On Sat, 2024-02-17 at 00:43 +0100, Justin Iurman wrote:
> ioam6_fill_trace_data() writes inside the skb payload without ensuring
> it's writeable (e.g., not cloned). This function is called both from the
> input and output path. The output path (ioam6_iptunnel) already does the
> check. This commit provides a fix for the input path, inside
> ipv6_hop_ioam().
>
> Fixes: 9ee11f0fff20 ("ipv6: ioam: Data plane support for Pre-allocated Trace ")
> Reported-by: Paolo Abeni <[email protected]>
> Signed-off-by: Justin Iurman <[email protected]>
> ---
> net/ipv6/exthdrs.c | 8 ++++++++
> 1 file changed, 8 insertions(+)
>
> diff --git a/net/ipv6/exthdrs.c b/net/ipv6/exthdrs.c
> index 4952ae792450..f68e5faab3aa 100644
> --- a/net/ipv6/exthdrs.c
> +++ b/net/ipv6/exthdrs.c
> @@ -943,6 +943,14 @@ static bool ipv6_hop_ioam(struct sk_buff *skb, int optoff)
> if (!skb_valid_dst(skb))
> ip6_route_input(skb);
>
> + if (skb_cloned(skb)) {
> + if (pskb_expand_head(skb, 0, 0, GFP_ATOMIC))
> + goto drop;

My personal preference would be for using skb_ensure_writable() here,
with write_len == optoff + hdr->opt_len.

> +
> + hdr = (struct ioam6_hdr *)(skb_network_header(skb) + optoff);
> + trace = (struct ioam6_trace_hdr *)((u8 *)hdr + sizeof(*hdr));

Note that this can potentially change the network header ptr and the
caller - ip6_parse_tlv() - has cached such value in 'nh'. You also need
to update ip6_parse_tlv() to reload such pointer.

Side note: a bunch of self-tests are apparently stuck after this
series.
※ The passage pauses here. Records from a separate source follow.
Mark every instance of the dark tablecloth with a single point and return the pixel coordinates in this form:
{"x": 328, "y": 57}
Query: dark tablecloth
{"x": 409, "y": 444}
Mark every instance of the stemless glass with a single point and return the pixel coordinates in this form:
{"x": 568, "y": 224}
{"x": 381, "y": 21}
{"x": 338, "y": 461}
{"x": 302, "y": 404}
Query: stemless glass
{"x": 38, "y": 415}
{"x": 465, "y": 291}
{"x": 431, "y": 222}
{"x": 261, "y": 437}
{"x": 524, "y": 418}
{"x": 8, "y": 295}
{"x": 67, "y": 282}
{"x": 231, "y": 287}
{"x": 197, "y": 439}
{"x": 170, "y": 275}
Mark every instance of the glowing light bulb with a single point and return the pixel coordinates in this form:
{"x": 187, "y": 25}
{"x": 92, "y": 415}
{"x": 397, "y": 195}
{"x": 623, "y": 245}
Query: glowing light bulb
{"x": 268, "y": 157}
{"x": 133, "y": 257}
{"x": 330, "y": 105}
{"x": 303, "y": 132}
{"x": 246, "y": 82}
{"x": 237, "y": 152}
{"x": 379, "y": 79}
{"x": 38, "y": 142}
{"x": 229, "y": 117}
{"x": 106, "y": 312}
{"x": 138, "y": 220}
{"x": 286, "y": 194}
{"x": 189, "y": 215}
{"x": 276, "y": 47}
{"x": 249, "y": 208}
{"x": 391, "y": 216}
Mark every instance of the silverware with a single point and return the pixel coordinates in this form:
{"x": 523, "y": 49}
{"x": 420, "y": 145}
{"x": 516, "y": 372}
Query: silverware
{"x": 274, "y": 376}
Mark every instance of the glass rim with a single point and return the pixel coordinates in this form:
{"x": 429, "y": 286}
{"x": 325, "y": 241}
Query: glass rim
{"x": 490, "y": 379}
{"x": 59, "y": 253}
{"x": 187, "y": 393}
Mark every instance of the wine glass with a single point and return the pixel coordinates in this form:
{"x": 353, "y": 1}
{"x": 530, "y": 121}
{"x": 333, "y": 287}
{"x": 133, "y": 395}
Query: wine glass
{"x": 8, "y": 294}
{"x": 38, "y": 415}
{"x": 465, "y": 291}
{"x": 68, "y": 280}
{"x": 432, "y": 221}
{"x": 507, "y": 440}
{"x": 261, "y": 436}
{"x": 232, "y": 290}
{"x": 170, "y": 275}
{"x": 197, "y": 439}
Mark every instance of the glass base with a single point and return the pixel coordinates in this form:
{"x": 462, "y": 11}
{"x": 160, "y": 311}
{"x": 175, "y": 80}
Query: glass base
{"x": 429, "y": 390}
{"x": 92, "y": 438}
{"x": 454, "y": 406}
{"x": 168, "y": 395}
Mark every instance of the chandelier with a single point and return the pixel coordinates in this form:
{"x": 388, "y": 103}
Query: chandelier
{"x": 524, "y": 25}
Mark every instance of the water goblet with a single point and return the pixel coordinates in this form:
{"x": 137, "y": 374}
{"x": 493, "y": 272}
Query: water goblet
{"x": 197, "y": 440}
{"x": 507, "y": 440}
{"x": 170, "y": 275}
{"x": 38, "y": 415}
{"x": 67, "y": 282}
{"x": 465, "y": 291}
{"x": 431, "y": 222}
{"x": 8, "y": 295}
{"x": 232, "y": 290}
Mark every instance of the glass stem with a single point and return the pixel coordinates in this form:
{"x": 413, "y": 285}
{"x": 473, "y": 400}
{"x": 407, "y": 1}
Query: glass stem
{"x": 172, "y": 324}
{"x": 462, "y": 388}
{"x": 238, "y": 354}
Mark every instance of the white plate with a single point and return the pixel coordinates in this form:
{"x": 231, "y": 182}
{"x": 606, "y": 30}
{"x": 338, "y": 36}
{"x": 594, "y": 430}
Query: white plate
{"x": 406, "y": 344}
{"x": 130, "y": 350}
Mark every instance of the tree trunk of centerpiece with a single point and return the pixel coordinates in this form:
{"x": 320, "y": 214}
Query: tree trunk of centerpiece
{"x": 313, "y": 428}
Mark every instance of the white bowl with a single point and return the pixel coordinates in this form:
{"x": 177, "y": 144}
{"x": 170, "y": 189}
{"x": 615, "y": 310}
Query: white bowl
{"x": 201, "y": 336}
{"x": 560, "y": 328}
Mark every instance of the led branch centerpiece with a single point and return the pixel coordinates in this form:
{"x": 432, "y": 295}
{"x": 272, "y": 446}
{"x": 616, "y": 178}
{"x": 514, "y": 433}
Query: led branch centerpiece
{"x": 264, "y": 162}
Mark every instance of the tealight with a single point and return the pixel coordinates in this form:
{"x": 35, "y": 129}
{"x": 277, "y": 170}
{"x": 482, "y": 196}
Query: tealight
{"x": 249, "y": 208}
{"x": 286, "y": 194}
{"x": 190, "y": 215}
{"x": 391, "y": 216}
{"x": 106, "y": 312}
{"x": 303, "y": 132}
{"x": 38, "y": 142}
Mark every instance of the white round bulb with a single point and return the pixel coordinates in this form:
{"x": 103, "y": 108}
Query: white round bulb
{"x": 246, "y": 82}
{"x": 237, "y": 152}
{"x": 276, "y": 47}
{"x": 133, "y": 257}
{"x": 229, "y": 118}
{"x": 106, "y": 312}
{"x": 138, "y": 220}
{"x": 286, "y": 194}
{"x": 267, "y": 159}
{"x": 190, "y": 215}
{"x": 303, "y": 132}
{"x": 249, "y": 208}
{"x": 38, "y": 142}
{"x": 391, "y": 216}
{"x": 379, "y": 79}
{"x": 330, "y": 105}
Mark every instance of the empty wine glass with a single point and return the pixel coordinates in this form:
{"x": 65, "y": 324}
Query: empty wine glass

I think it's an unrelated problem. I'll try to have a better
look.

Cheers,

Paolo


2024-02-19 11:18:31

by Justin Iurman

[permalink] [raw]
Subject: Re: [PATCH net 1/2] ioam6: fix write to cloned skb in ipv6_hop_ioam()

On 2/19/24 10:05, Paolo Abeni wrote:
> On Sat, 2024-02-17 at 00:43 +0100, Justin Iurman wrote:
>> ioam6_fill_trace_data() writes inside the skb payload without ensuring
>> it's writeable (e.g., not cloned). This function is called both from the
>> input and output path. The output path (ioam6_iptunnel) already does the
>> check. This commit provides a fix for the input path, inside
>> ipv6_hop_ioam().
>>
>> Fixes: 9ee11f0fff20 ("ipv6: ioam: Data plane support for Pre-allocated Trace ")
>> Reported-by: Paolo Abeni <[email protected]>
>> Signed-off-by: Justin Iurman <[email protected]>
>> ---
>> net/ipv6/exthdrs.c | 8 ++++++++
>> 1 file changed, 8 insertions(+)
>>
>> diff --git a/net/ipv6/exthdrs.c b/net/ipv6/exthdrs.c
>> index 4952ae792450..f68e5faab3aa 100644
>> --- a/net/ipv6/exthdrs.c
>> +++ b/net/ipv6/exthdrs.c
>> @@ -943,6 +943,14 @@ static bool ipv6_hop_ioam(struct sk_buff *skb, int optoff)
>> if (!skb_valid_dst(skb))
>> ip6_route_input(skb);
>>
>> + if (skb_cloned(skb)) {
>> + if (pskb_expand_head(skb, 0, 0, GFP_ATOMIC))
>> + goto drop;
>
> My personal preference would be for using skb_ensure_writable() here,
> with write_len == optoff + hdr->opt_len.

OK, will do!

>> +
>> + hdr = (struct ioam6_hdr *)(skb_network_header(skb) + optoff);
>> + trace = (struct ioam6_trace_hdr *)((u8 *)hdr + sizeof(*hdr));
>
> Note that this can potentially change the network header ptr and the
> caller - ip6_parse_tlv() - has cached such value in 'nh'. You also need
> to update ip6_parse_tlv() to reload such pointer.

+1, I completely missed it, thanks!

> Side note: a bunch of self-tests are apparently stuck after this
> series. I think it's an unrelated problem. I'll try to have a better
> look.

Can you share the config to observe such behavior? I'll try to
investigate too.

> Cheers,
>
> Paolo
>